15 Career Mistakes - avner
http://www.makingitclear.com/newsletters/newsletter62.html#article
"I’ve made a lot of these career mistakes myself, and it’s hard for me to admit my failures. But in the interest of helping others avoid some of the mistakes I’ve made, I’ve decided to go ahead and create a list of the major career mistakes that I’ve made or that I’ve seen other people in IT make."
======
tptacek
I love this article. I've wanted to write something like it ever since I held
my first "business" role, as a product manager moving from a lead dev role.

I cannot possibly stress enough #11 on this list --- "blow your own horn".
Software development is more meritocratic than almost anything else you can do
in technology. Devs track each other by commits and by improvements to
codebases. Some devs are loud, but even when they are, their seniority and
expertise usually manifests itself in strong opinions, not outright bragging.

The business world does not operate this way. If you assume that people will
notice and appreciate your accomplishments, you will get your lunch eaten.
Worse still, if you call the classic geek play of being loud and authoritative
as a way of expressing your accomplishments, without being explicit about why
you're qualified to do that, you will alienate and offend people.

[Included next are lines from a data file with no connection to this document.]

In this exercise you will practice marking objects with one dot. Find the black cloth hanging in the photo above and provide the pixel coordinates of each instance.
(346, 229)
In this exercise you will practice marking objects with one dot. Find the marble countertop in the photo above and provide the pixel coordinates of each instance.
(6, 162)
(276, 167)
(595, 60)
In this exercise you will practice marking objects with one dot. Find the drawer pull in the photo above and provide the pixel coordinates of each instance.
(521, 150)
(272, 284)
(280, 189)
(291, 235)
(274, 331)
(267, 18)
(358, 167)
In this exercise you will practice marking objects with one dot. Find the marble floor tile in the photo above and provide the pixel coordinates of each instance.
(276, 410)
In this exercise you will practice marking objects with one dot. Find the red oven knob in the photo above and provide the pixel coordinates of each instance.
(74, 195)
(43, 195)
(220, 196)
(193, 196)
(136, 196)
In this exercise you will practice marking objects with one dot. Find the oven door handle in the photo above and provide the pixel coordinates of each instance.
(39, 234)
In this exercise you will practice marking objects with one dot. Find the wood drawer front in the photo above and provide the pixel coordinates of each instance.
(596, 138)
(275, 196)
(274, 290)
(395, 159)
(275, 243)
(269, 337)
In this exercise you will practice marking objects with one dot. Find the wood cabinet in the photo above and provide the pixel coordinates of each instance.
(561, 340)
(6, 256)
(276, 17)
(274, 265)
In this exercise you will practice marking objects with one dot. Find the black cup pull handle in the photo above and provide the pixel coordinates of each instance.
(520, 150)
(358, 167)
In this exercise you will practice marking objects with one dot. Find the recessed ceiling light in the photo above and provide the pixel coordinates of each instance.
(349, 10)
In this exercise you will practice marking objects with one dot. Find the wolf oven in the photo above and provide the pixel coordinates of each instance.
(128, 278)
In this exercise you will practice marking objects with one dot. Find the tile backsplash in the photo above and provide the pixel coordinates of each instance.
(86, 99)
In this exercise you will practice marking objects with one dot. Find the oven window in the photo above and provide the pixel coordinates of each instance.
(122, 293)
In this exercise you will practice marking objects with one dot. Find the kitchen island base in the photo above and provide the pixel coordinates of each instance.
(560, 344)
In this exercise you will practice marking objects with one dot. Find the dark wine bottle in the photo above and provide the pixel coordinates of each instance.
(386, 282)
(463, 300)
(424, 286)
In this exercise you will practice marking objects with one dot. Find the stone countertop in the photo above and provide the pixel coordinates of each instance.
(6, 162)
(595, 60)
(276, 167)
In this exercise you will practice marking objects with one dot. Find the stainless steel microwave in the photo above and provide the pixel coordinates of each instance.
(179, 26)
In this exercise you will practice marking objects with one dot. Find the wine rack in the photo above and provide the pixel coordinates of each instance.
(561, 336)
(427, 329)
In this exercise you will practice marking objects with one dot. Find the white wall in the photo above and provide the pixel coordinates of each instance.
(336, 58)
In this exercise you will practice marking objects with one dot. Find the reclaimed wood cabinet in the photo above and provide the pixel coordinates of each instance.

Here's a freebie from my list:

Don't write long email messages. Don't ever write documents in the form of
email messages. Businesspeople use email differently than you do. They've
never been on mailing lists. They never read Usenet. If you have something to
say that needs to be remembered, put it in a Word document, "brand" the
document ("The $XXX Plan"), and send that instead. A bunch of times, I wrote
marketing copy or feature/function definitions in 4 page email messages and
discovered weeks later that nobody had ever paid attention to them.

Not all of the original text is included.